Monday, Dec. 18, 1944
Something for Nothing
Juan Trippe's high-flying Pan American Airways last week charted a new course in high finance. Juan Trippe wanted at least $25,000,000 in the next six months to spend on new super-airliners for postwar flying. He was willing to issue more of Pan Am's common stock to raise the money. But he did not want to pay the underwriter's fee for selling the stock, roughly $1,000,000 on a $25,000,000 issue. So he sat down with his old friend, Floyd B. Odium, boss of risk-taking Atlas Corp., who has long hankered to invest more of his corporation's idle cash in airlines. They worked out an unorthodox deal by which 1) Trippe will get his $25,000,000; 2) Odium will get his chance to invest--but no underwriter's fee.
Under the deal, Pan Am expects to split its 1,993,261 shares of common stock, two shares for one. Then, before June, it plans to offer stockholders the right to buy one share of stock near the market price for each two shares held, give them a warrant (option) to buy another share any time before Dec. 31, 1947.

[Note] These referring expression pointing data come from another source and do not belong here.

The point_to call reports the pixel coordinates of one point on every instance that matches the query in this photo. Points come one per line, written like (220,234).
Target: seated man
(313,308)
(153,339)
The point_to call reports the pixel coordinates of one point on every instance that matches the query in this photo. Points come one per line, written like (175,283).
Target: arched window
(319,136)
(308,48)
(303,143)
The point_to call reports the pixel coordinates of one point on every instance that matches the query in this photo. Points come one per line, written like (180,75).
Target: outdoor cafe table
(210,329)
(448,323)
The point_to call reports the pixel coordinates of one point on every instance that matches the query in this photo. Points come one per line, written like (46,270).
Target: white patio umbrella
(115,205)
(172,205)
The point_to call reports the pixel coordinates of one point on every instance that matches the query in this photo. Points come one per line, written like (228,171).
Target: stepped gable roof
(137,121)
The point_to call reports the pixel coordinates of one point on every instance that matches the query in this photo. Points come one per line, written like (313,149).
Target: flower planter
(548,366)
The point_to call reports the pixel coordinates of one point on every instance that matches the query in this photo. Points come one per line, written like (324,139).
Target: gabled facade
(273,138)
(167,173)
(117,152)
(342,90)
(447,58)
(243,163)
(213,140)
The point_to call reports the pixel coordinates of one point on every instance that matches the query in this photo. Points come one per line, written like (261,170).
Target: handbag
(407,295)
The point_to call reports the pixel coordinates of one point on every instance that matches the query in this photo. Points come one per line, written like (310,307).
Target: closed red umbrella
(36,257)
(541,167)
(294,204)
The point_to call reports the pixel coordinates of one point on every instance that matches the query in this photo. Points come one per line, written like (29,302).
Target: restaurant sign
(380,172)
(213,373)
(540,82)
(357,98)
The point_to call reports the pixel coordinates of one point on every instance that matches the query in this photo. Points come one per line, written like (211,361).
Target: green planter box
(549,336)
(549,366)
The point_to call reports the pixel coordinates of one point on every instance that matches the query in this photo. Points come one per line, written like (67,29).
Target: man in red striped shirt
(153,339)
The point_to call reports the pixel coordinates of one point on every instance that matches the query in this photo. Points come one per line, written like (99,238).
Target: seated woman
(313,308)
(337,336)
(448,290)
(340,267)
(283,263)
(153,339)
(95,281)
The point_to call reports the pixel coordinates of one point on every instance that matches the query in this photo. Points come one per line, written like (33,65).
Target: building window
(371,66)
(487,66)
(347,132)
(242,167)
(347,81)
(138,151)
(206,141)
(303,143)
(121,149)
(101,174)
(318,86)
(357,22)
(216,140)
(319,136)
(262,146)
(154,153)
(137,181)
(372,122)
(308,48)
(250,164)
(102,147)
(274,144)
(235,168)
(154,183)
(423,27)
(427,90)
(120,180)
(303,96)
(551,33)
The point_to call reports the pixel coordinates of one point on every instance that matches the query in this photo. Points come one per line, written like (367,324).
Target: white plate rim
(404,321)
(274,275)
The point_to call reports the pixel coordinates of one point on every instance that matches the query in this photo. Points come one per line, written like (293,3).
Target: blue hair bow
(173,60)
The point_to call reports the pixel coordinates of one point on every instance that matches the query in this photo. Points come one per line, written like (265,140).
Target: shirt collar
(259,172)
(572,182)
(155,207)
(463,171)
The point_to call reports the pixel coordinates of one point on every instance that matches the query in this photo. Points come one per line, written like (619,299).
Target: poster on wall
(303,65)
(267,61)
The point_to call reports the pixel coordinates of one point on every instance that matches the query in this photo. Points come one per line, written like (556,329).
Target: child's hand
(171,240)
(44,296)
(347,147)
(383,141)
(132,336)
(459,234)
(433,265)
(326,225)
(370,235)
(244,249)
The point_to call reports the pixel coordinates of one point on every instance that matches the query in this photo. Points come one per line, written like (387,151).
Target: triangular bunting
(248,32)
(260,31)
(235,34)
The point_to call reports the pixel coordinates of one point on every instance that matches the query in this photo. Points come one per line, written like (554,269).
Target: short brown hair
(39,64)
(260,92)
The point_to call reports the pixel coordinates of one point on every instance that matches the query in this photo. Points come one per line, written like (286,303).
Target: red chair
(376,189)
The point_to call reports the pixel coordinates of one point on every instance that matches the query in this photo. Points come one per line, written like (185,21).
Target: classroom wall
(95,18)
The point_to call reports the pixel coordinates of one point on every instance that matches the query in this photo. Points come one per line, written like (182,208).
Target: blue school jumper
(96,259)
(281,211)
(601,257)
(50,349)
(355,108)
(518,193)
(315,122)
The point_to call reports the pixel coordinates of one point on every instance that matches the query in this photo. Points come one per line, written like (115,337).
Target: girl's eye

On his part, Odium will underwrite the sale of $25,000,000 worth of the new stock--i.e., Atlas will buy any stock, up to this sum, which Pan Am's stockholders do not. In return, Atlas gets an option at $18 on 500,000 shares, hopes the market price of Pan Am stock will rise before the end of December 1947. But Trippe, jealous of his tight control of Pan Am, has shrewdly specified that Atlas can hold permanently only 200,000 shares, must resell the rest. In all. Pan Am expects to need $100,000,000. But Trippe will get the rest of this in orthodox fashion, that is, through offerings of preferred stock or equipment trusts. He wall probably have little trouble. Last week, the Bankers Trust Co., the Mutual Life Insurance Co., the Chase National Bank and the New York Trust Co. joined in a program to make easier any postwar financing the airlines need--an estimated $500,000,000.